Visité La Habana en el apogeo de la Revolución castrista (1974) y ya todo indicaba que pocas cosas podrían evitar el colapso que llegaría 2o años después.
En 1974 Fidel Castro estaba en el apogeo de su poder real, aquel que emanaba de una sólida alianza con la URSS y que le permitía ser temido hacia adentro y hacia afuera de la isla.
Todo olía a decadencia en La Habana; sus calles destruidas, su sistema de transporte vetusto y a todas luces insuficiente, ese tufillo a vejestud que se percibía por todas partes y sobre todo la pobreza. Esa que los cubanos llamaban revolucionaria, los piadosos digna y los lúcidos invocaban por su nombre: pobreza, siempre pobreza.
Pocas veces observé una sociedad ostensiblemente más injusta. Los hombres del gobierno disfrutaban de un bienestar que para el cubano común era inalcanzable. Pero los soviéticos, con sus propios lugares y privilegios, suponían una raza superior a la que no alcanzaban ni siquiera los nacionales beneficiados por pertenecer a una burocracia por demás aplastante.

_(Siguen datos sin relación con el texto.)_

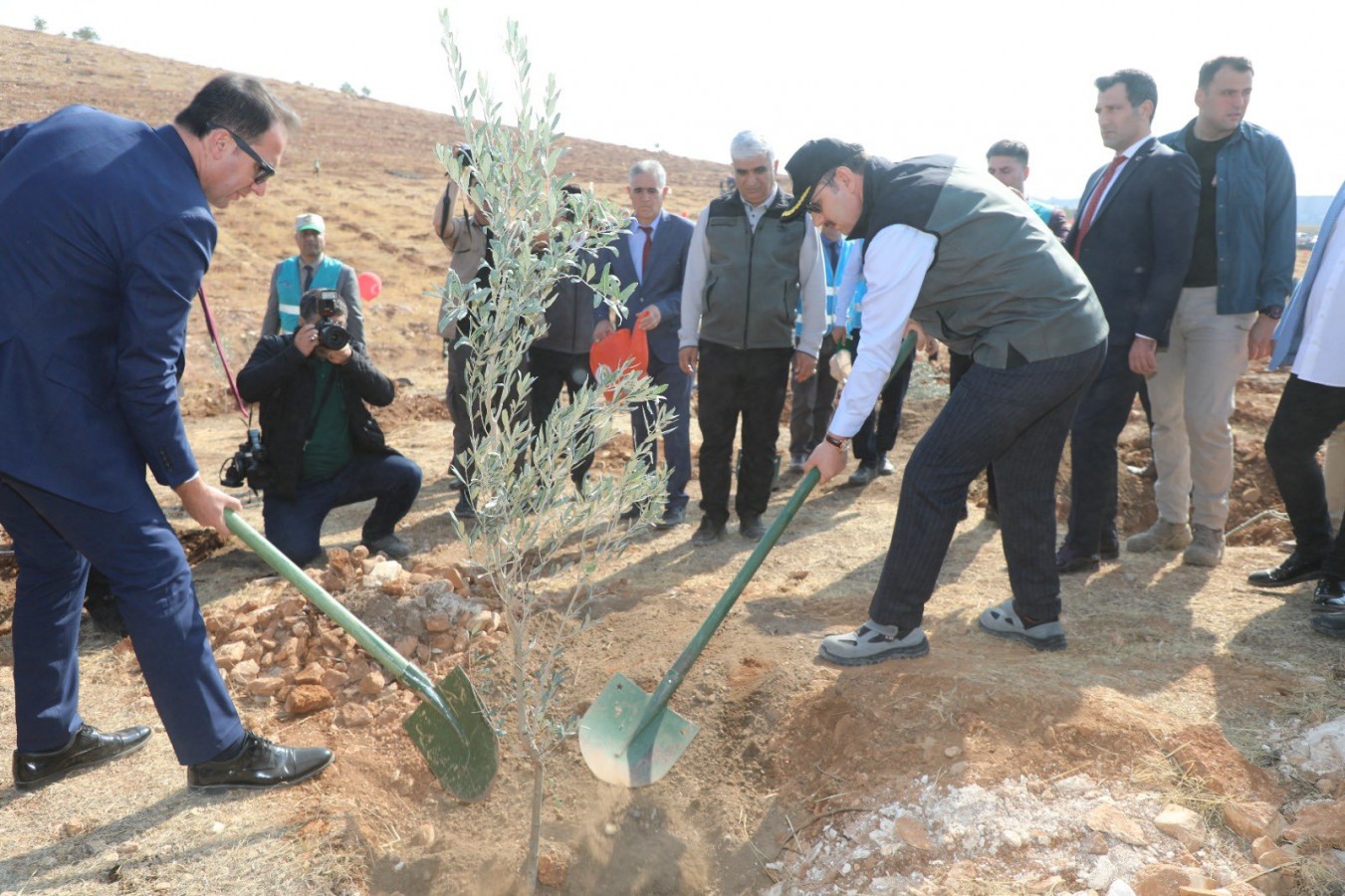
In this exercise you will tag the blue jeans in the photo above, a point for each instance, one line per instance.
(295, 527)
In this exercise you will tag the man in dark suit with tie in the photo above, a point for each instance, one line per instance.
(106, 234)
(651, 255)
(1133, 238)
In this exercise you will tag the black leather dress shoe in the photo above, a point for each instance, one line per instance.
(1067, 561)
(260, 765)
(751, 528)
(1329, 596)
(1290, 572)
(671, 517)
(88, 749)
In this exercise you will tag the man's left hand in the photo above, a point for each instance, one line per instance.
(648, 319)
(336, 355)
(1260, 339)
(804, 366)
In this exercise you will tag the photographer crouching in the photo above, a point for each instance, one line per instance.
(323, 448)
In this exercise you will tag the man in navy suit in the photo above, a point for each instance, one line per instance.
(1133, 238)
(651, 253)
(106, 234)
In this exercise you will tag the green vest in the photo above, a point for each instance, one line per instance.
(290, 287)
(1001, 287)
(752, 278)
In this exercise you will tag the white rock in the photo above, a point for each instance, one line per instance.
(1321, 749)
(1103, 875)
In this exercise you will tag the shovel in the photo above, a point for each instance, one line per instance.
(449, 730)
(631, 738)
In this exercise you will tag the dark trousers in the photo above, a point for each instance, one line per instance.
(1306, 416)
(958, 367)
(677, 440)
(142, 559)
(555, 371)
(748, 383)
(877, 435)
(809, 404)
(1092, 452)
(295, 527)
(1018, 418)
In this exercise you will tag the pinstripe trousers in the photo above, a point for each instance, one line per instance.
(1018, 418)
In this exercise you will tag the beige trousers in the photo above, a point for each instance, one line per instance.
(1192, 395)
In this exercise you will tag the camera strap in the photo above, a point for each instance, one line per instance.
(214, 336)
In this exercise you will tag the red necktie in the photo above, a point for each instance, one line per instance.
(644, 257)
(1089, 213)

Todo era mentira en la Cuba de Castro. La igualdad era solo un enunciado para repartir la nada; la revolución un estado de excitación permanente para maquillar las largas horas sin trabajo ni actividad alguna, el peligro de la invasión un alerta permanente para evitar caer en el letargo de la nada misma.

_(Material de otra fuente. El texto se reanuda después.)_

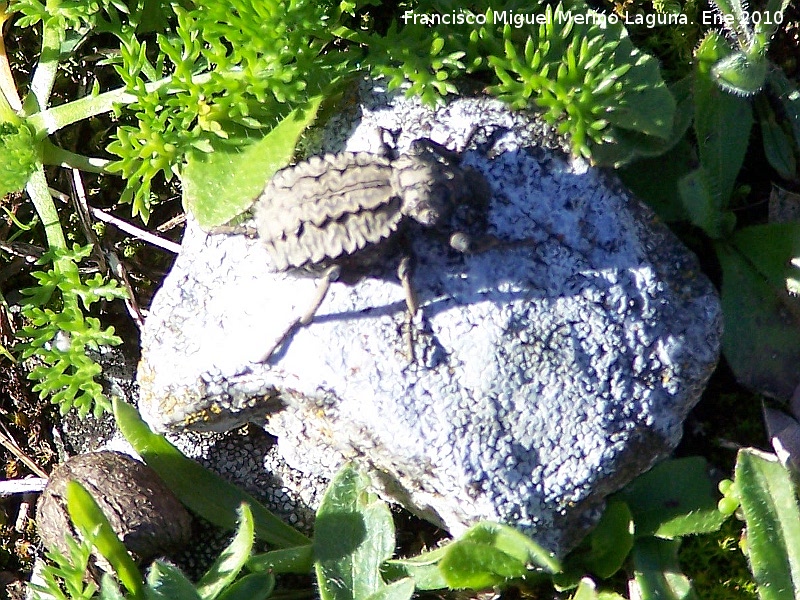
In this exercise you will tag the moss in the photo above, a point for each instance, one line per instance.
(716, 565)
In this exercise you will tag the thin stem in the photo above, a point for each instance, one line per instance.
(40, 195)
(8, 89)
(45, 74)
(53, 119)
(55, 155)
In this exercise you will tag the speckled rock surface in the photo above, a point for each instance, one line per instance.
(551, 370)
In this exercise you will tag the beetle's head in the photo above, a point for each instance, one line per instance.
(431, 183)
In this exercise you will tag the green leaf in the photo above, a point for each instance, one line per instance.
(703, 204)
(423, 568)
(674, 498)
(299, 559)
(203, 492)
(629, 145)
(742, 74)
(769, 505)
(353, 535)
(109, 589)
(761, 340)
(470, 565)
(228, 564)
(657, 574)
(19, 157)
(169, 583)
(93, 524)
(587, 590)
(661, 193)
(611, 541)
(788, 95)
(220, 185)
(778, 144)
(255, 586)
(722, 124)
(491, 554)
(399, 590)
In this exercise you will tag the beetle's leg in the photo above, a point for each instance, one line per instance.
(404, 271)
(247, 230)
(331, 274)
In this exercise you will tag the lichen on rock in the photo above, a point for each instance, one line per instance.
(552, 367)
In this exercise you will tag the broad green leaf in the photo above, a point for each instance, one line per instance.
(661, 193)
(657, 574)
(423, 568)
(704, 205)
(219, 185)
(611, 541)
(255, 586)
(168, 582)
(475, 566)
(761, 340)
(587, 590)
(512, 542)
(353, 536)
(674, 498)
(203, 492)
(778, 144)
(722, 124)
(399, 590)
(789, 96)
(490, 554)
(228, 564)
(742, 74)
(93, 524)
(630, 145)
(109, 589)
(299, 559)
(648, 106)
(769, 505)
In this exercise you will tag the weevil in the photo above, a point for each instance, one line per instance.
(337, 215)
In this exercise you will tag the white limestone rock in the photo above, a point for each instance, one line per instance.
(549, 374)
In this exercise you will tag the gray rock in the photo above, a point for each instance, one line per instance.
(550, 371)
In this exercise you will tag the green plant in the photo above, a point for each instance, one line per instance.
(60, 337)
(765, 496)
(732, 87)
(236, 99)
(223, 580)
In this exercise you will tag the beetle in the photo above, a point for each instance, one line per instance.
(339, 214)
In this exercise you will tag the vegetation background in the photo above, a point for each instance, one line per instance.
(114, 111)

Recuerdo una larga charla con Mons. Césare Sacchi, el Nuncio Apostólico en la isla, mantenida en el lujoso palacio en el que residía “preso en jaula de oro” como me repetía con triste ironía.
Recuerdo sus cuentos acerca de las dificultades que padecía la Iglesia por esos años, frente a un régimen autoritario que no la prohibía ni lo hacía con el ejercicio de la religión, pero que al poner todos los empleos en la órbita del Partido Comunista sometía a los cubanos a una opción de hierro: si eran católicos no podían ser comunistas, y si no eran comunistas no podían trabajar. A partir de ahí…que eligieran lo que más les gustase.

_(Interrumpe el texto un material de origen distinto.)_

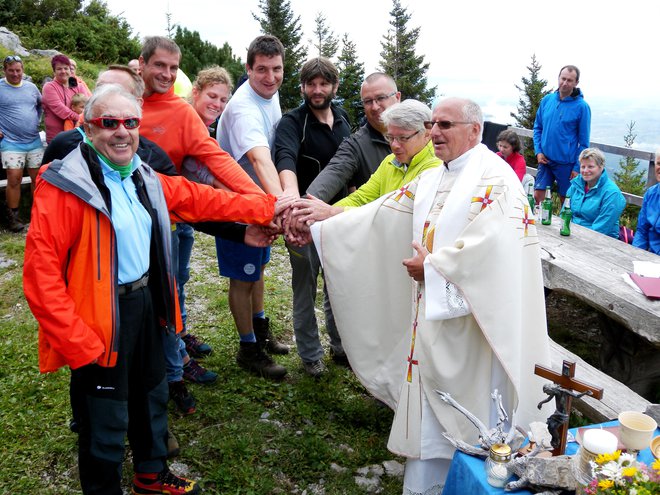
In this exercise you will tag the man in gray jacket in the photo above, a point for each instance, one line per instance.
(359, 156)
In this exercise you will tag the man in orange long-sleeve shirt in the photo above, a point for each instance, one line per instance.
(175, 126)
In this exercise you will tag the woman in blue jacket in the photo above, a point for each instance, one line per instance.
(648, 223)
(596, 201)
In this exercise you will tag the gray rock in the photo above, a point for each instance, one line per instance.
(11, 41)
(393, 468)
(371, 485)
(375, 470)
(314, 489)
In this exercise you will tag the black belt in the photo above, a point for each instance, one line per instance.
(130, 287)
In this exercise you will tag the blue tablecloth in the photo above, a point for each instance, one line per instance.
(467, 474)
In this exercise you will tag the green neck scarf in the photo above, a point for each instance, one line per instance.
(123, 170)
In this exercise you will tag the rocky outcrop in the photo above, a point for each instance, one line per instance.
(11, 41)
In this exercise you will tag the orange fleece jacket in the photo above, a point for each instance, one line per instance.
(173, 124)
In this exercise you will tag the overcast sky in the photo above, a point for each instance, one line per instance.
(476, 48)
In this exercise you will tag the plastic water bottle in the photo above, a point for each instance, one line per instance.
(566, 216)
(546, 207)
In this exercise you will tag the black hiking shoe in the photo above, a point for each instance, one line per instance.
(252, 358)
(265, 337)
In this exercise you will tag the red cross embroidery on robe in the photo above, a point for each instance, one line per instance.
(404, 192)
(527, 220)
(485, 200)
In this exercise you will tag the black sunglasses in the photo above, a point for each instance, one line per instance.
(12, 58)
(113, 123)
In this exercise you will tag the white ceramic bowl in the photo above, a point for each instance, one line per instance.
(636, 429)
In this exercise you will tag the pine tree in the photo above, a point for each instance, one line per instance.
(351, 74)
(197, 54)
(398, 58)
(630, 179)
(532, 92)
(278, 20)
(325, 42)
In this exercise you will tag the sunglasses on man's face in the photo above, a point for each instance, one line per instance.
(113, 123)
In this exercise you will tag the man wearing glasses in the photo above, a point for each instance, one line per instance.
(99, 246)
(409, 134)
(359, 156)
(468, 317)
(20, 143)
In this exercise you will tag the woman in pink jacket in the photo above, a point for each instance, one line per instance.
(56, 97)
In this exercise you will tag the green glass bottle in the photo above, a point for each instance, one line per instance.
(530, 196)
(546, 207)
(566, 216)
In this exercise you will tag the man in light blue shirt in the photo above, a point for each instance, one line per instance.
(20, 143)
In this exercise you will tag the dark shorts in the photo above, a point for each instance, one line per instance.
(547, 174)
(239, 261)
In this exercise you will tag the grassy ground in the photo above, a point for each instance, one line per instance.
(248, 436)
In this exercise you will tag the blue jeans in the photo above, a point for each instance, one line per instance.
(173, 347)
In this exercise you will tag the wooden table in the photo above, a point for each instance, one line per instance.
(589, 266)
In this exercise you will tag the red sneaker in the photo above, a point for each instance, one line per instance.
(165, 482)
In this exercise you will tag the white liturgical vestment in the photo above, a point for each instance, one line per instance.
(475, 324)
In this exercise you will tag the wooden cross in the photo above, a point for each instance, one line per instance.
(567, 381)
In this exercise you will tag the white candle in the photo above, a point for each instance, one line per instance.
(599, 441)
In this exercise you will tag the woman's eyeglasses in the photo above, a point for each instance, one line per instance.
(443, 124)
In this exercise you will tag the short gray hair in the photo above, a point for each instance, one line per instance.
(105, 91)
(595, 154)
(409, 114)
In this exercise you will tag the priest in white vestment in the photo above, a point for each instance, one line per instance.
(473, 319)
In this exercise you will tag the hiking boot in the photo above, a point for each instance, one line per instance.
(315, 369)
(252, 358)
(265, 337)
(196, 373)
(183, 399)
(14, 224)
(339, 358)
(172, 445)
(195, 347)
(164, 482)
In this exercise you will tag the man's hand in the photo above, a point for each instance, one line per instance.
(542, 159)
(415, 265)
(258, 236)
(310, 209)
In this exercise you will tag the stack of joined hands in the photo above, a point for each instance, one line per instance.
(293, 217)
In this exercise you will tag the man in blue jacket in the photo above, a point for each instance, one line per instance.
(561, 131)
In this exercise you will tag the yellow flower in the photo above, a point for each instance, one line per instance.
(656, 465)
(605, 458)
(629, 471)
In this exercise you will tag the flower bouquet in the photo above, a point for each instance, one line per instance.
(621, 474)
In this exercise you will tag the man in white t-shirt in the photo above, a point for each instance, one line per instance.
(246, 131)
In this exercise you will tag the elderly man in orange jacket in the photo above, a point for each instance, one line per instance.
(98, 279)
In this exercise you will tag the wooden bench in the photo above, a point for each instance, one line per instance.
(616, 397)
(590, 266)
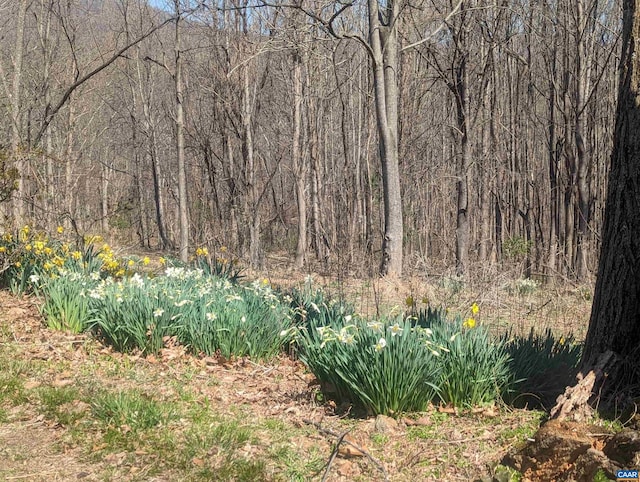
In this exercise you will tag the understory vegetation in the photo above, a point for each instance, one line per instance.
(391, 364)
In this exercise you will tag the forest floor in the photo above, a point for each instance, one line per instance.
(72, 409)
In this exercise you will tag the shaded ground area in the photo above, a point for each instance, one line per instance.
(219, 420)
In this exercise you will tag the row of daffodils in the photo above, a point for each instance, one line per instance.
(387, 365)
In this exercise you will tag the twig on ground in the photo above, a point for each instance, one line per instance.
(341, 440)
(333, 456)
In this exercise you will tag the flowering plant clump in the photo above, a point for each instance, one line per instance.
(312, 307)
(209, 315)
(475, 369)
(28, 251)
(383, 366)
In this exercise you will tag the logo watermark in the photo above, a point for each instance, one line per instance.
(626, 475)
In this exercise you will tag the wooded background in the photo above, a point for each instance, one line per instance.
(269, 128)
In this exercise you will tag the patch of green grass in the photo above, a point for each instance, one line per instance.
(507, 474)
(522, 430)
(379, 439)
(296, 466)
(132, 410)
(12, 375)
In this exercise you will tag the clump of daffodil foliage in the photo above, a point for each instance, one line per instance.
(476, 368)
(391, 365)
(385, 365)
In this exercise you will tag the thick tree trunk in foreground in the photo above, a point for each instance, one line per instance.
(615, 317)
(612, 347)
(383, 36)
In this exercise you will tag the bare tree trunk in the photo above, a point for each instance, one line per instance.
(18, 200)
(299, 168)
(183, 248)
(104, 199)
(383, 37)
(612, 347)
(615, 316)
(252, 208)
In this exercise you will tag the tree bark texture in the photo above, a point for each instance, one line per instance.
(615, 316)
(383, 36)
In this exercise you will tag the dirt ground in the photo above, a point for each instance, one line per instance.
(436, 445)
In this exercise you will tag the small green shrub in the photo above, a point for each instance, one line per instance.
(537, 354)
(516, 247)
(66, 303)
(132, 409)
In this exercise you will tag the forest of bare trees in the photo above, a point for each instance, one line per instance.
(377, 135)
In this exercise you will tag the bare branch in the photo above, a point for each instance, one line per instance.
(50, 113)
(436, 31)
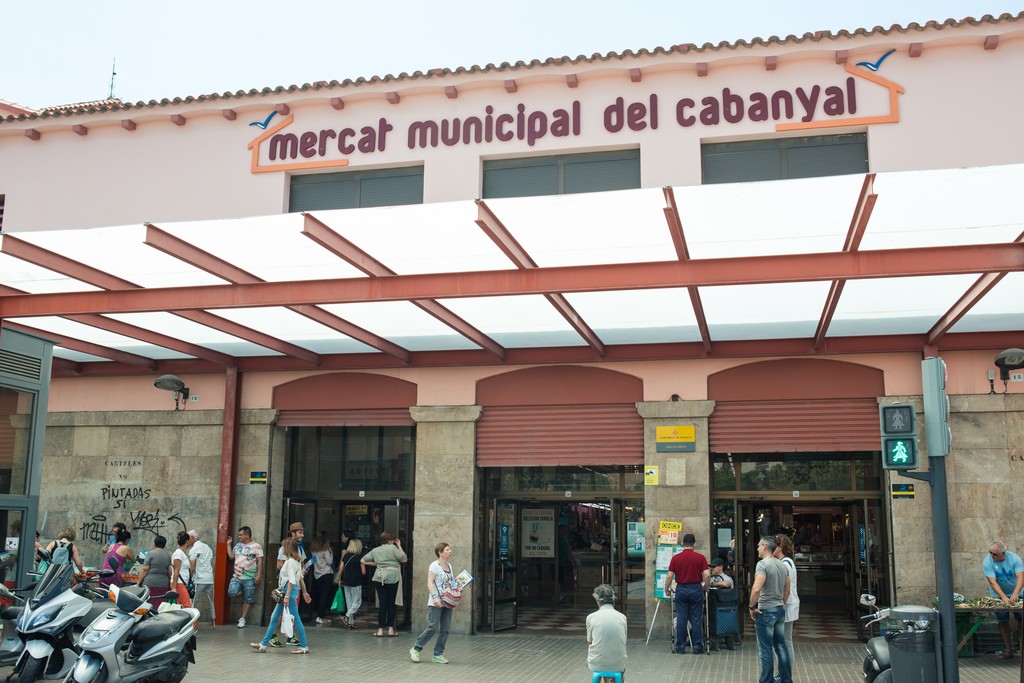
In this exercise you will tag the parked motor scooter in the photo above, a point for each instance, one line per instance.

El cubano, cordial y alegre por naturaleza, se transfiguraba cuando se convencía de que quien le preguntaba sobre la realidad no era un espía ni ponía en riesgo su seguridad. Entonces se abría y hablaba sin temores acerca de las carencias, del racionamiento y siempre, invariablemente, sobre sus ganas de irse en búsqueda de mejor vida.
Agobiante aquella Cuba del “apogeo socialista”. Sin libertad, sin futuro y sin comida. Poseída por un poder externo que la despreciaba y contenida por un régimen propio que la sojuzgaba.
Un país en el que todos tenían acceso a la salud -aunque muy limitadamente en la región rural- y a una educación que en mucho se parecía al adoctrinamiento. pero que por obra y magia de la propaganda podía exportar aquel modelo con la fuerza suficiente para que millones de jóvenes del mundo entero terminaran creyendo que el socialismo de Castro era la vía hacia la felicidad.
Rara ensoñación que poco y nada tenía que ver con lo que se observaba en las calles de aquella Habana solo soportable con el recuerdo de Hemingway, la belleza del paisaje y mucho mojito -acompañado de silencios y palabras quedas- en la Bodeguita del Medio.